1999年11月祭研究発表「見つめようこどもから―子どもと教育―」

おわりに


 「子どもたちが何を感じ、どう考え、何を求めているのかわからない」という大人たちの声。「自分が何を求めているのかが見えない」という子どもたちの声。――これらから抱く未来への不安は、日本国内だけでなく、日本と同じ状況にある各国に広がっている。

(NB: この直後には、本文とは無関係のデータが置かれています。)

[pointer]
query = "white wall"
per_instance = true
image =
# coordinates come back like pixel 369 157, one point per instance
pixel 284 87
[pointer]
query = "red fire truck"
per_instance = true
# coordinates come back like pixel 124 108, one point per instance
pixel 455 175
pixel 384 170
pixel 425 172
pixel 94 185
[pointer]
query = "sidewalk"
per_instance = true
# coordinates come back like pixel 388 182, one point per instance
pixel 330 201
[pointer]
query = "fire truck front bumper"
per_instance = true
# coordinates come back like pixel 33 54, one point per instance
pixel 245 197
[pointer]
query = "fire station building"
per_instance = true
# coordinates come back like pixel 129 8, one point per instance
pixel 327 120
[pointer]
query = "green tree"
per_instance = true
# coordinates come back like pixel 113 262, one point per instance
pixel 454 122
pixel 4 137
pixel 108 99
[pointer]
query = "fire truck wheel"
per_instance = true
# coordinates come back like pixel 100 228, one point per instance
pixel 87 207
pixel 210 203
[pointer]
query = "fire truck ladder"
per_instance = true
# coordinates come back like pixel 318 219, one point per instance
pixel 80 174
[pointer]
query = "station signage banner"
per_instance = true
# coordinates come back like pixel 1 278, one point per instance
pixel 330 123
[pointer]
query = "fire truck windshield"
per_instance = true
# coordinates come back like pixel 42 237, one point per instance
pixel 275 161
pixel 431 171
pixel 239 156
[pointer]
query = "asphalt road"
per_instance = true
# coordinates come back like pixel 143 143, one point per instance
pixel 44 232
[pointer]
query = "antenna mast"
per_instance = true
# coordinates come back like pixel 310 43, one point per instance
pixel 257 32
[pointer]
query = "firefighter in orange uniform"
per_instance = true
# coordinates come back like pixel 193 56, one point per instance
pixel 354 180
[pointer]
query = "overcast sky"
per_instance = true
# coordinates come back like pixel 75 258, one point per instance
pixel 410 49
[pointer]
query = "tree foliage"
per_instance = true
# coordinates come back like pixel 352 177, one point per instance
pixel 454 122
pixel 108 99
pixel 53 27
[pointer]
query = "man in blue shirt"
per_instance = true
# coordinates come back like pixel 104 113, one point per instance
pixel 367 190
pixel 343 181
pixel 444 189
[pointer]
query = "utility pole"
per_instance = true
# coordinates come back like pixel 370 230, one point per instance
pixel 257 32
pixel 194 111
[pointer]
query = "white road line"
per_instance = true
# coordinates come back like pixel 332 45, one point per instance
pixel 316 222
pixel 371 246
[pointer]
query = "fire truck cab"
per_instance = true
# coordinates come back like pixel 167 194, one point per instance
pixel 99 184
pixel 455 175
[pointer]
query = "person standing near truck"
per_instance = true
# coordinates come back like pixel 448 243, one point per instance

 なぜこのような状況が生じているのか。この原因を探り当てることは不可能であるし、無意味なことだ。これは、現代社会のありとあらゆることが複雑に絡み合っている中で生じていることだからである。それよりも大事なのは、それぞれの立場から、このような状況とまっすぐに向き合うことだ。

 ただ言えるのは、子どもにとって「教育」、そして、それを提供する場である「学校」の影響は非常に大きいということである。1日の多くの時間を「学校」で過ごす子どもたちにとっては、それは「学校」であることを超えて、彼らの「社会」となっている。そこで、子どもたちは、試行錯誤しつつ、成長していく。そのような場である「学校」を、そして、 「教育」をよりよくしていくことは、未来をよりよくするために重要だろう。というのは、子どもたちは、まさに、未来をになう存在だからである。子どもたちが、楽しんで学べるような、つまり、「学びたい!」という意欲を汲み取れる教育を、そして、自分の価値を見出せるような場となる学校を提供できれば、ひとりの人間として、もっと生き生きと輝き、誇りを持って生きていけるのではないだろうか。